I find myself thinking of Father because I paid another visit to White Owl Island. It has changed since I last visited couple of weeks ago. Whole buildings have gone and been replaced by others. And yet, the buildings look as though they have always been there, and there is no sign, other than the obvious, that any work had taken place. The roads, such as they are, and the gardens seem undisturbed. I should, perhaps, not be surprised. Building technology advances all the time. Even in Father’s lifetime, the use of cast iron and steel revolutionised architecture, especially in commercial buildings. It would make sense, therefore, that there have been similar advances in the 125 odd years since I left that world.

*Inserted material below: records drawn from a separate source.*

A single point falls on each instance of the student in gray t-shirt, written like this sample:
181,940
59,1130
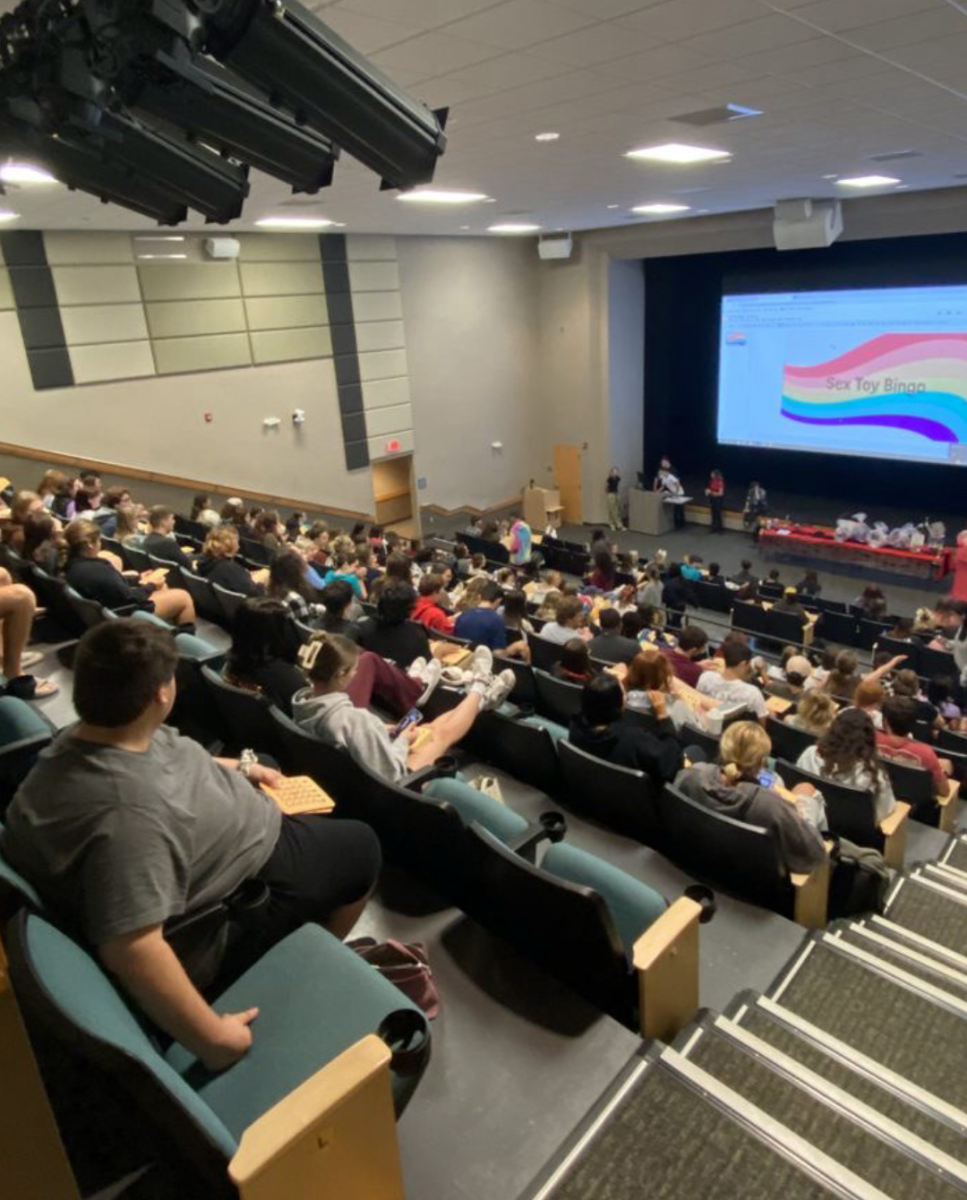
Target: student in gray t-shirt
122,825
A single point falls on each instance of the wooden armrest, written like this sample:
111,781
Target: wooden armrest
811,899
894,829
338,1126
666,961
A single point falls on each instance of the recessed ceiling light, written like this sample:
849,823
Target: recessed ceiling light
869,181
293,222
438,196
23,173
661,209
679,153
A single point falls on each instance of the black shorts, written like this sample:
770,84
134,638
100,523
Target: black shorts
319,864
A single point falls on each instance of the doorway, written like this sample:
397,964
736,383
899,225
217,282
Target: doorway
394,496
568,479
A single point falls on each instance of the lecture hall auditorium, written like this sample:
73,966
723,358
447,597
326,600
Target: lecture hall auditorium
482,600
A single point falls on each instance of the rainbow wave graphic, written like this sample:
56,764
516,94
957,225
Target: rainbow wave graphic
914,382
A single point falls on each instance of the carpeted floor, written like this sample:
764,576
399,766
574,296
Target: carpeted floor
872,1158
666,1143
892,1025
946,1138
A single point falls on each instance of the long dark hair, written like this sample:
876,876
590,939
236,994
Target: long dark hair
850,742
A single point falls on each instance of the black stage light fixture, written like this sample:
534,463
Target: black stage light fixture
302,64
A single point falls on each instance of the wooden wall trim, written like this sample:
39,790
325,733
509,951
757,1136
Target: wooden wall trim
154,477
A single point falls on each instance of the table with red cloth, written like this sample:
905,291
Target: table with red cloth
820,543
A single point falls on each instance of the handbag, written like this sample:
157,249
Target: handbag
406,966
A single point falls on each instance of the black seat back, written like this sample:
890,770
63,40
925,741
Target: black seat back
850,811
557,699
720,850
617,797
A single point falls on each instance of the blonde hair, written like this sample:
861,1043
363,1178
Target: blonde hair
222,541
745,745
325,657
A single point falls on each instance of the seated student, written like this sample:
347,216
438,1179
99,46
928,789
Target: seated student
610,646
160,540
790,604
846,754
896,741
732,787
745,575
815,712
652,672
686,658
575,664
288,583
604,730
326,712
731,688
18,606
43,543
484,625
122,825
264,651
217,562
428,610
390,633
337,603
569,622
97,579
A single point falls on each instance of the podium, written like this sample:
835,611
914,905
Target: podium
648,514
541,508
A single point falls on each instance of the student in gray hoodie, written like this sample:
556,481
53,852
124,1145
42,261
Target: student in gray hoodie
732,787
325,711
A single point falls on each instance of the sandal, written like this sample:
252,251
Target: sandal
30,688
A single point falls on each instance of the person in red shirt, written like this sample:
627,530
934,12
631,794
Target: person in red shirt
894,741
715,493
686,658
428,611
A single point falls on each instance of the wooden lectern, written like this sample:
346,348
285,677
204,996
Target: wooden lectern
542,507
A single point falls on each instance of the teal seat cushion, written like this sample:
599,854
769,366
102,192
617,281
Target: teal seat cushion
19,720
14,881
191,647
474,805
632,905
317,997
86,997
554,729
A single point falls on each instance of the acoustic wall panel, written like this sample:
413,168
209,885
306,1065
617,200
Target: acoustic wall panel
85,324
96,285
124,360
205,353
182,318
289,345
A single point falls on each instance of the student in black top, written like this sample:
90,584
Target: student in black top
217,562
610,646
160,540
264,647
96,579
390,633
606,731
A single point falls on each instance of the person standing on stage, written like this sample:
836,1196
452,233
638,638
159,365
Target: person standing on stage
672,492
715,493
611,487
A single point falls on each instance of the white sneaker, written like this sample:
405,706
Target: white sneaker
498,690
431,678
481,663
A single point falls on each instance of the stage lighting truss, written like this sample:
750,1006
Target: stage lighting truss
125,100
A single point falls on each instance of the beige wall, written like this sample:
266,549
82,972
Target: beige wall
470,315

Maybe modern builders roll up with a couple of steamer trunks on the back of the cart and unpack a whole house from them. Gwyn showed me her eye-pad once, a shiny thing no bigger than a slim book, and told me that the libraries of the world could be found in it. With that level of miniaturisation, maybe the same is possible with buildings. It’s a satisfying idea, but, I suspect, unlikely. So far as I could tell, these buildings seemed to be of traditional construction, in wood and brick and stone. I occurs to me that the same could be said of the entire village of Mysthaven and that did appear from nowhere, out of the mists. Is it possible that another such thing occurred? It seems unlikely, but who knows?
There is another possible explanation. It is entirely possible I miscalculated and much more time has passed on the island than I experienced in Mysthaven. This is always a risk living so close to faerie. I am not convinced though. It still looked to be springtime and the shrubs and trees looked much the same as last time. Maybe there is no explanation. Maybe all of this fantastic life has all been an extended hallucination, a fever dream from an exotic malady caught on my travels and at any moment, I could wake up and find Mother mopping my brow. That would be a cruel twist indeed, if all my adventures, the friends I have had, and my loves, were naught but the product of an overheated brain. My only consolation would be if I could recall enough to write a book. Perhaps I should anyway. Wren told me once that books about vampires and such like were popular. Nobody will know it was real. Or was it?